Basic speaker layouts and how it is done


A basic 5.1 home theatre system (in 2014) is very straightforward. With the surround (rear) speakers, 99.9% of salespeople and so-called home theatre experts would say the speakers need to be installed up high, in the corners of the room. That’s just doing it all wrong in a home theatre environment, that is just incompetents and/or laziness on their part. The reason it is wrong is that there are standards with speaker placements, and in post-recording of a movie, the sound director will have their speakers placed in this specification. When sitting on the lounge our heads are not at ceiling height, what it means is that the speakers should be at about 300mm – 600mm above the seats, so ideally speakers should be installed at around halfway down the wall and not high up near the ceiling. Only then will the sound immerse you when placed at the correct locations, but we understand that this won’t always work especially if the home theatre system is to be installed in a lounge room and another oddly shaped room. So after you find a place halfway down the wall, the next rule you need to look at is that the rear speaker will need to be more or less 90 to 110 degrees on either side from the optimal setting position.
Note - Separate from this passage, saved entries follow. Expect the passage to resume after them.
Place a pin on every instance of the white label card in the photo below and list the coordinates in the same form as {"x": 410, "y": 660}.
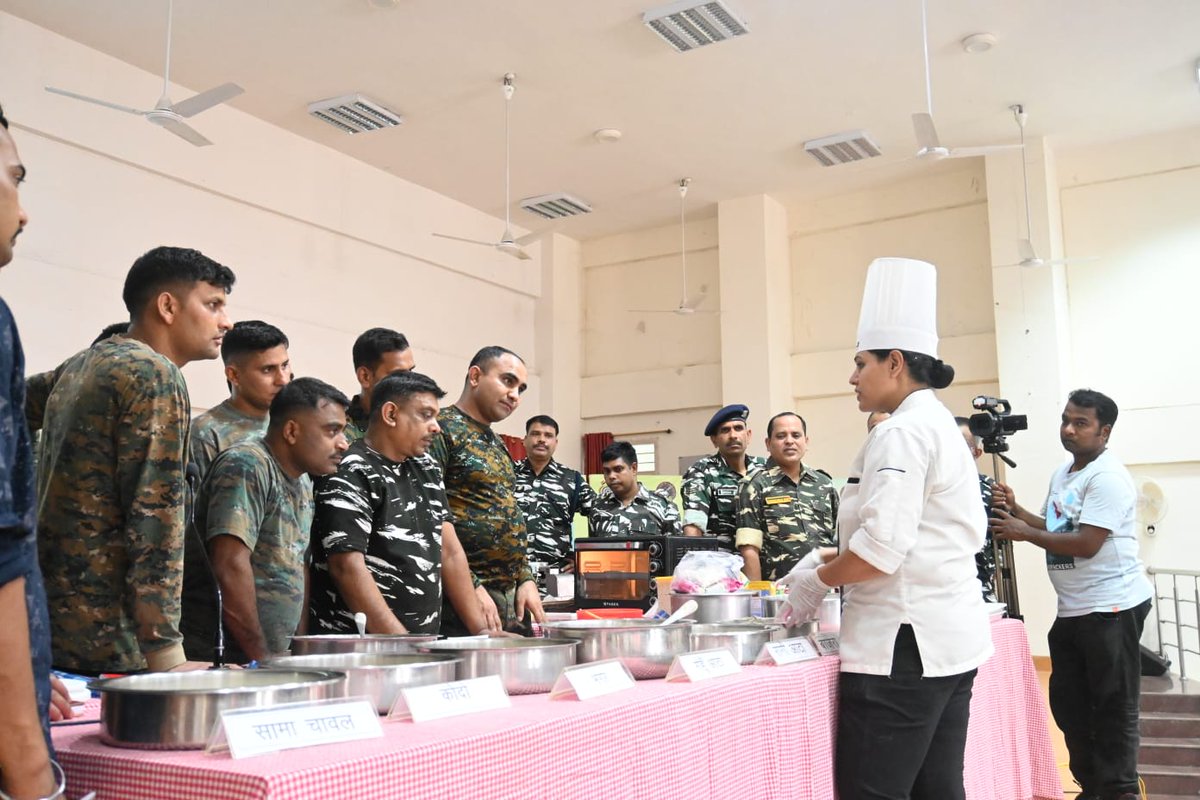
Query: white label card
{"x": 703, "y": 665}
{"x": 253, "y": 732}
{"x": 439, "y": 701}
{"x": 585, "y": 681}
{"x": 787, "y": 651}
{"x": 828, "y": 644}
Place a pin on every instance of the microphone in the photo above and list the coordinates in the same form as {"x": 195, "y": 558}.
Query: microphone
{"x": 192, "y": 475}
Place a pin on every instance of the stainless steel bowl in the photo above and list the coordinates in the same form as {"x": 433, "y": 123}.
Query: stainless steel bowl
{"x": 526, "y": 666}
{"x": 718, "y": 607}
{"x": 744, "y": 641}
{"x": 645, "y": 647}
{"x": 378, "y": 675}
{"x": 307, "y": 645}
{"x": 178, "y": 710}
For the front speakers, and not to confuse you too much, the general rule here is to work in 1/3 (depending on how far back you are sitting from the screen). The appropriate angle to work from with the front speakers is 22 to 30 degrees from the main seat.
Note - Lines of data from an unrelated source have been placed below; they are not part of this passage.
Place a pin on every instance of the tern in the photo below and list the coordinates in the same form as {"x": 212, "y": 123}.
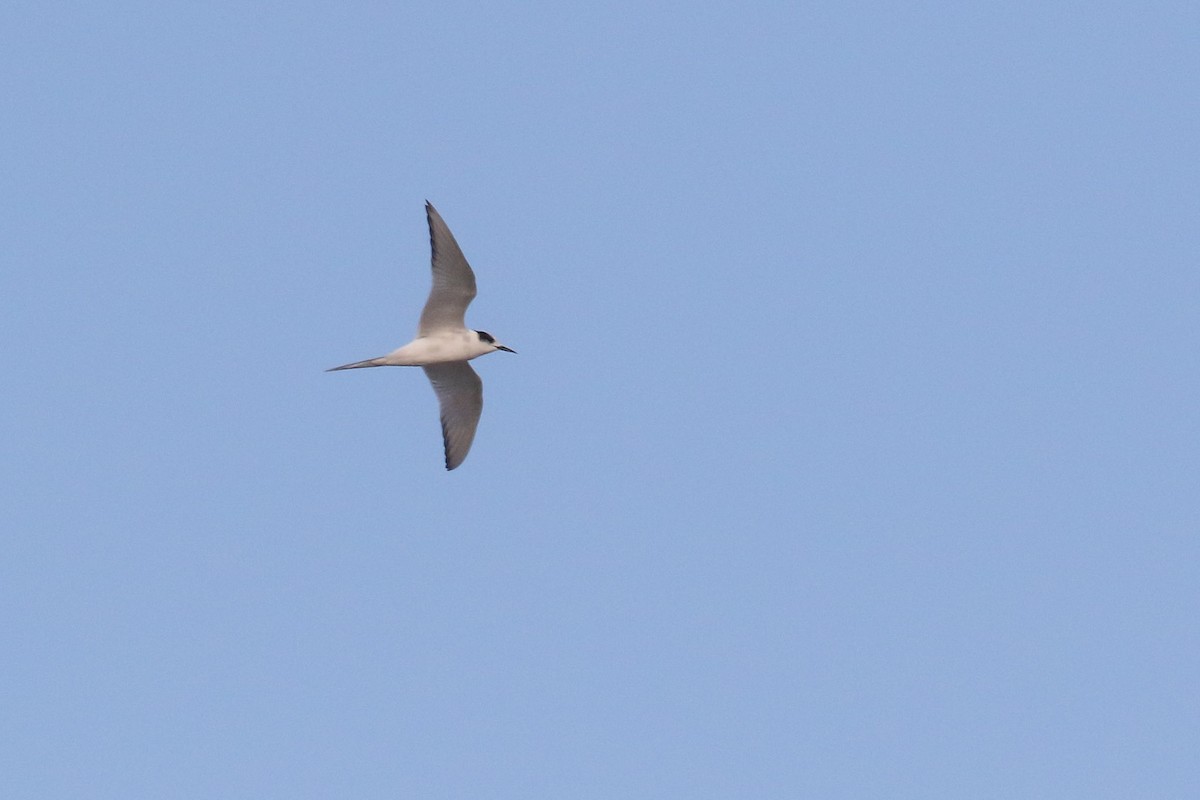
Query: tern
{"x": 444, "y": 344}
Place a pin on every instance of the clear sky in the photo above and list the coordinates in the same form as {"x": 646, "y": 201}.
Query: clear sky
{"x": 851, "y": 450}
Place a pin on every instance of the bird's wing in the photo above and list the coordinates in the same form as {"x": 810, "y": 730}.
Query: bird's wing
{"x": 454, "y": 283}
{"x": 461, "y": 401}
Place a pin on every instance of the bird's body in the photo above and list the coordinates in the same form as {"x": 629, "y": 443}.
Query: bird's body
{"x": 444, "y": 344}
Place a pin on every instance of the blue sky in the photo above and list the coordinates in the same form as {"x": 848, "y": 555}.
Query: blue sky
{"x": 850, "y": 451}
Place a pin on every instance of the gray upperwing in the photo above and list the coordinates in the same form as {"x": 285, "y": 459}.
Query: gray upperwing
{"x": 461, "y": 401}
{"x": 454, "y": 283}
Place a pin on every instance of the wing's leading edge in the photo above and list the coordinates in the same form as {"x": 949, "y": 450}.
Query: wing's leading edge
{"x": 461, "y": 400}
{"x": 454, "y": 283}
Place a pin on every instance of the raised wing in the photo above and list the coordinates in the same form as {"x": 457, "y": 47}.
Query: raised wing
{"x": 461, "y": 400}
{"x": 454, "y": 283}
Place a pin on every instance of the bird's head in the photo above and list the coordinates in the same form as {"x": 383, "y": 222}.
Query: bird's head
{"x": 487, "y": 338}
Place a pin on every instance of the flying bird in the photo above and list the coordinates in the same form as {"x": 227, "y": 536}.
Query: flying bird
{"x": 444, "y": 344}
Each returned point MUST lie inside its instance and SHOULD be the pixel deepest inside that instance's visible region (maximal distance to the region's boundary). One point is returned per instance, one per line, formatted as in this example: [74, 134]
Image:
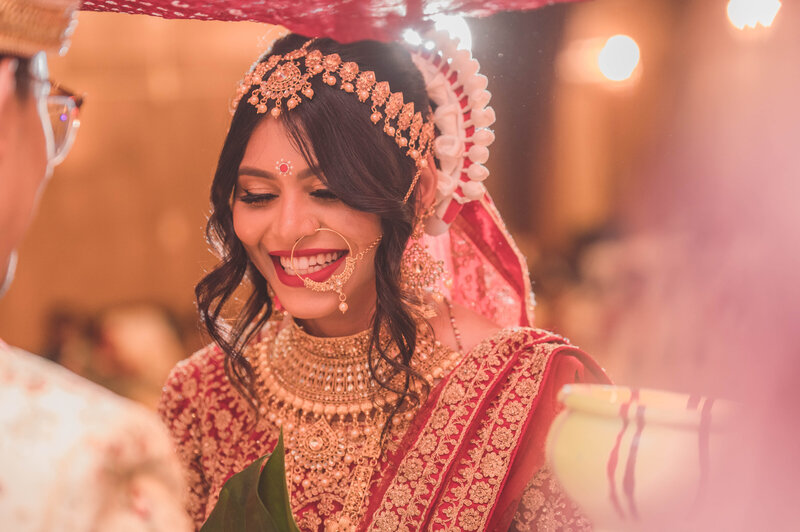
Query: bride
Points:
[401, 366]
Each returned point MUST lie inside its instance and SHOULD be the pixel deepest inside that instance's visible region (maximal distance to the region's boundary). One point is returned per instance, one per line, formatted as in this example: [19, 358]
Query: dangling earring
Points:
[419, 271]
[336, 282]
[276, 304]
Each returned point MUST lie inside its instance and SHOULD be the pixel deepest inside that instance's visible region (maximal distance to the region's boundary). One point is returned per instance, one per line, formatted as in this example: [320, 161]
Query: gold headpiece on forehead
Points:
[289, 82]
[30, 26]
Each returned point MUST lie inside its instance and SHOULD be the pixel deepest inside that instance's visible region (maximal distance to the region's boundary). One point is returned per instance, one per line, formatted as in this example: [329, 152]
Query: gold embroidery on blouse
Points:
[545, 507]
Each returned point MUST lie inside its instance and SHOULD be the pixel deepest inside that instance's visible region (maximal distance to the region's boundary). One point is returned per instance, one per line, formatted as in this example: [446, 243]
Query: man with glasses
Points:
[73, 456]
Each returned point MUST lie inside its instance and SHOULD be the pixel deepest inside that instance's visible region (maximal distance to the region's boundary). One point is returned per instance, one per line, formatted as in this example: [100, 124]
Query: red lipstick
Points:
[320, 276]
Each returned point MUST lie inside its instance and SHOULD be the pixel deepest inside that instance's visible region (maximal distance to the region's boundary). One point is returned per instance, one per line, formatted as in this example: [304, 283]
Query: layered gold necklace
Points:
[333, 411]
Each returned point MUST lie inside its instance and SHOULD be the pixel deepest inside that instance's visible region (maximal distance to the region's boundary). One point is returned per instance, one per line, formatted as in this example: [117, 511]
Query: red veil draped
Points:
[342, 21]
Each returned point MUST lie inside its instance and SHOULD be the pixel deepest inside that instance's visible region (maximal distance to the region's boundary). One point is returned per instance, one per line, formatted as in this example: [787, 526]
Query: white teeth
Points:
[309, 264]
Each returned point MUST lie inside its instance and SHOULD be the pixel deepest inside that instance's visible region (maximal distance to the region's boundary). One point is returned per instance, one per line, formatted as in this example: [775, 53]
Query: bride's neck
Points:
[355, 320]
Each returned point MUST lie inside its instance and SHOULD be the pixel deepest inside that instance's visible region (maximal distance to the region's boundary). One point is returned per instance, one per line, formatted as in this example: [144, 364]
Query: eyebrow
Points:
[266, 174]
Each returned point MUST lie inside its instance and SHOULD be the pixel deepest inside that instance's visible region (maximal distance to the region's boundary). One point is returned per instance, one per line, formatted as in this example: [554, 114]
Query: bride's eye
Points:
[324, 193]
[256, 199]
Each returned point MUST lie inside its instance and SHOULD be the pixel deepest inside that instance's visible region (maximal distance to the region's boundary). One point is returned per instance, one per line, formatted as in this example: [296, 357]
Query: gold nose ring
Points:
[336, 282]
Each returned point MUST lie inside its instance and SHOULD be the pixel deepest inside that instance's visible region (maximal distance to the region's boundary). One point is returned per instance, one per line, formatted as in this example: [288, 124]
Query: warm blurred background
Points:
[645, 160]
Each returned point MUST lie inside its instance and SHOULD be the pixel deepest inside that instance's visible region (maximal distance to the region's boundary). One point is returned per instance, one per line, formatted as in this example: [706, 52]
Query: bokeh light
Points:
[619, 58]
[750, 13]
[457, 27]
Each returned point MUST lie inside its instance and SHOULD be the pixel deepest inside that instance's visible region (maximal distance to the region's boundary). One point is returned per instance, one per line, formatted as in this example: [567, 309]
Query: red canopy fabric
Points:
[343, 21]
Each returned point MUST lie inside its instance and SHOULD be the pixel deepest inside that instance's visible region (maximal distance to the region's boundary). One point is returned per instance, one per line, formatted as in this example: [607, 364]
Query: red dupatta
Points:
[480, 438]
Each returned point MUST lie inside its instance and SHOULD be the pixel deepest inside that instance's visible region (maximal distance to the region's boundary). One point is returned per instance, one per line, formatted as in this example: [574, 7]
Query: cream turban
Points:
[29, 26]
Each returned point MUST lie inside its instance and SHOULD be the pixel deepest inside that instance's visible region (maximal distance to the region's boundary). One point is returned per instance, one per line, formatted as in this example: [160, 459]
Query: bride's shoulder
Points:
[476, 330]
[207, 364]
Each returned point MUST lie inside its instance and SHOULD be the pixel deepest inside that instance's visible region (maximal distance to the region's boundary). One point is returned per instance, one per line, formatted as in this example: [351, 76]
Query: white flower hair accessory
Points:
[462, 117]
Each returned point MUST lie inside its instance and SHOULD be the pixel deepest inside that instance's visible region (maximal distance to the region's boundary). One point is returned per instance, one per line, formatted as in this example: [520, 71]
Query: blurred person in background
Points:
[73, 456]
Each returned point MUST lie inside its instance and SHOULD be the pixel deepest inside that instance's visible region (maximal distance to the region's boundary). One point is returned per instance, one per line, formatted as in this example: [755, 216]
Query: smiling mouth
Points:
[309, 264]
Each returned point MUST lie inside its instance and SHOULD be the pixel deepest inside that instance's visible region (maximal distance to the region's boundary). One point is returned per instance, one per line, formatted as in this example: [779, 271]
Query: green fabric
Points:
[255, 499]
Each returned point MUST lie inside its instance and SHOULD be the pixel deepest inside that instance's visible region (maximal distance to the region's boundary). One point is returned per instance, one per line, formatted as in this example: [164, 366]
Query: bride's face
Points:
[279, 199]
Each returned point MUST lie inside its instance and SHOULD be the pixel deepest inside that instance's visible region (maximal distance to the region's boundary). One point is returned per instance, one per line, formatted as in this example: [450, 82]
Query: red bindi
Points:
[283, 166]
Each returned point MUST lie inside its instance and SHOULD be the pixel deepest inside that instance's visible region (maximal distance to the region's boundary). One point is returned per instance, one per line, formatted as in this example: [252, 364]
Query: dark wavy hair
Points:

So to sum up, depending on what home theatre system equipment is purchased, either a 5.1 or 7.1, right up to an 11.2 surround sound speaker system, speaker placement will differ and is unique for each custom setup.

Speaker layout for surround sound


FACT, there are different sound formats used, the two most important ones are DTS-HD and Dolby TrueHD (at the time if writing this blog in 2014), there are others but not to confuse you anymore then needed, we’ll stick with the current ones. The sound formats listed above has a particular specification on where to place speakers, and this is what we follow when installing a home theatre system.
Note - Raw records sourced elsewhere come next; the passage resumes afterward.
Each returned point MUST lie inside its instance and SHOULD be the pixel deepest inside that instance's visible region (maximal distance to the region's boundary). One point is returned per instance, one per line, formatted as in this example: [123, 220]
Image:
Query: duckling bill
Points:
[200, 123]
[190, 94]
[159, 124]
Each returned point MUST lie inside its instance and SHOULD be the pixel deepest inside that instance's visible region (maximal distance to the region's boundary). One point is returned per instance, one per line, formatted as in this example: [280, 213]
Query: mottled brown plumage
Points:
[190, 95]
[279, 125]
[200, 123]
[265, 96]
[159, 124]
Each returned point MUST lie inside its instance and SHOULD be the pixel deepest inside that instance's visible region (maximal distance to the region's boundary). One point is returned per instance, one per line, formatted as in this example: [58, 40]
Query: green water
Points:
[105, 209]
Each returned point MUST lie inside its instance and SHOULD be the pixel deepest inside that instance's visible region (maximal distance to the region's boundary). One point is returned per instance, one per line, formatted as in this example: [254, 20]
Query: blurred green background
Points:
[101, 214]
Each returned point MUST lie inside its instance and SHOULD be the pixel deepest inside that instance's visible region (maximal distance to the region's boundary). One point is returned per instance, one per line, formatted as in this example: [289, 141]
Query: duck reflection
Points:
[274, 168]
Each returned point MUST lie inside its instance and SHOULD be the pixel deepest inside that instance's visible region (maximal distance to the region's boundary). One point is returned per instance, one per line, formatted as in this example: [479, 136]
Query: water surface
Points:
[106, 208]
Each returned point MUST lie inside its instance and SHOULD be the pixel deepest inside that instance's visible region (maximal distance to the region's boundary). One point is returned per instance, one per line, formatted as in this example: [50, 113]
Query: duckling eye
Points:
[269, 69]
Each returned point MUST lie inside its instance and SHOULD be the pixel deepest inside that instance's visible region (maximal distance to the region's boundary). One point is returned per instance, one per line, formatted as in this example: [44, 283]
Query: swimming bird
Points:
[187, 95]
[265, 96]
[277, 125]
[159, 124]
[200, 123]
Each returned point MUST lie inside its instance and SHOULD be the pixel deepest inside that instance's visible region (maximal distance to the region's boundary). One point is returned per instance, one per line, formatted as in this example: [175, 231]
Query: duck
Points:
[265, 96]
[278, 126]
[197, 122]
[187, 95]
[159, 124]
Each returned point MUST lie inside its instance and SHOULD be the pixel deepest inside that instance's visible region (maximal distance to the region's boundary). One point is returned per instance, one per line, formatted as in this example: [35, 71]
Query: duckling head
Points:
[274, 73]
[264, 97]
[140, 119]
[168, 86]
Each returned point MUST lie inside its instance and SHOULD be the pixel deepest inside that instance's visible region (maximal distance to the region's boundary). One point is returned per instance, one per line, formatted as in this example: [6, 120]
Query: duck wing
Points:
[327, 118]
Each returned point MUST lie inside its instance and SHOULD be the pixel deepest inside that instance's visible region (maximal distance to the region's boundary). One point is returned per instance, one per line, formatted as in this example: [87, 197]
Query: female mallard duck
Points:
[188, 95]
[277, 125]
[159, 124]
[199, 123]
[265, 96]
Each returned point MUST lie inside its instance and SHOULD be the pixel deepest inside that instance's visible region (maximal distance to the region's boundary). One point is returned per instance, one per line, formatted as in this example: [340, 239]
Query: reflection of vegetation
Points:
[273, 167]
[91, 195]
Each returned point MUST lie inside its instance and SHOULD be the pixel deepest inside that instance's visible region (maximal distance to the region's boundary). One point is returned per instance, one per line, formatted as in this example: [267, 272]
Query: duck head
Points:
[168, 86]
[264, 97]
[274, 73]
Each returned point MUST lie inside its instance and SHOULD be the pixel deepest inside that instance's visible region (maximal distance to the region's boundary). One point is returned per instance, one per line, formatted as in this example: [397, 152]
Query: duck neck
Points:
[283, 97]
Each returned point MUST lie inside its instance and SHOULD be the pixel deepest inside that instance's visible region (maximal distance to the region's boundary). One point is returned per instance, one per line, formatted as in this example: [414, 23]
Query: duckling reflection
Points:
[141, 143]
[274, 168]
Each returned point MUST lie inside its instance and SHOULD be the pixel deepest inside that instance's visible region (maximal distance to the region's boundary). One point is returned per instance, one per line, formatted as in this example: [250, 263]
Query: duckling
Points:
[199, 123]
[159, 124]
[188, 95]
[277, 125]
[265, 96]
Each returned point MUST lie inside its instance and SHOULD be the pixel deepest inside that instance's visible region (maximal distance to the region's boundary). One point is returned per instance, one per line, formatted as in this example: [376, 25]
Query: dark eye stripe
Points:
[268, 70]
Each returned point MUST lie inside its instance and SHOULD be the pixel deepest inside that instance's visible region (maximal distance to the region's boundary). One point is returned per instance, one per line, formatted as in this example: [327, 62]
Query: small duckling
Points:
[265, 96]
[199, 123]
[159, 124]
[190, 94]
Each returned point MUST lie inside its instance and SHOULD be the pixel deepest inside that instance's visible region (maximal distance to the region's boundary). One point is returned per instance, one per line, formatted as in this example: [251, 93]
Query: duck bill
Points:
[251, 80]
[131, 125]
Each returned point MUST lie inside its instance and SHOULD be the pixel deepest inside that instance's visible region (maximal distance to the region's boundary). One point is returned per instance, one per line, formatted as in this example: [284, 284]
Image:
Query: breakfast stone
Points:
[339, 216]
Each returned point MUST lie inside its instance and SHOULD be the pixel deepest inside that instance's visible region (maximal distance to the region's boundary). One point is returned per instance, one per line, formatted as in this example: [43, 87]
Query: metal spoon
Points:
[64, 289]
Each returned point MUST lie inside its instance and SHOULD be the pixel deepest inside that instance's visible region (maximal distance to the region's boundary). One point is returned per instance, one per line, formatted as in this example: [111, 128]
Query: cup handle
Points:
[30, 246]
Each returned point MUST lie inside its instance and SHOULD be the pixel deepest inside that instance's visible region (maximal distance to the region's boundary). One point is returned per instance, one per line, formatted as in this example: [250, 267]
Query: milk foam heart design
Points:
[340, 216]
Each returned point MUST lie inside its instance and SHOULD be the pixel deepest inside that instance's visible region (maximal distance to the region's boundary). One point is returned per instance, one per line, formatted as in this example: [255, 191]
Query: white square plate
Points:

At the other end of the market, there is a format called THX, some movies are designed for THX, and some movie theatre are THX certified, so what does that mean for you? The higher end of the market (but still affordable to most people) are speakers and receivers that are THX certified, so to get the full experience, further work needs to happen to the room to get the full proper effect. Basically, THX is not just another sound format but a set of guideline to meet certain criteria of standards. The extra work to the room would be things like eliminating external sound as well as internal sound from equipment like air conditioner ducts and a projector fans, echoes, audio distortion, unequalised or poor audio as well as picture quality, so calibrating a TV or projector from factory standard will make a big difference. THX is an experience all on its own.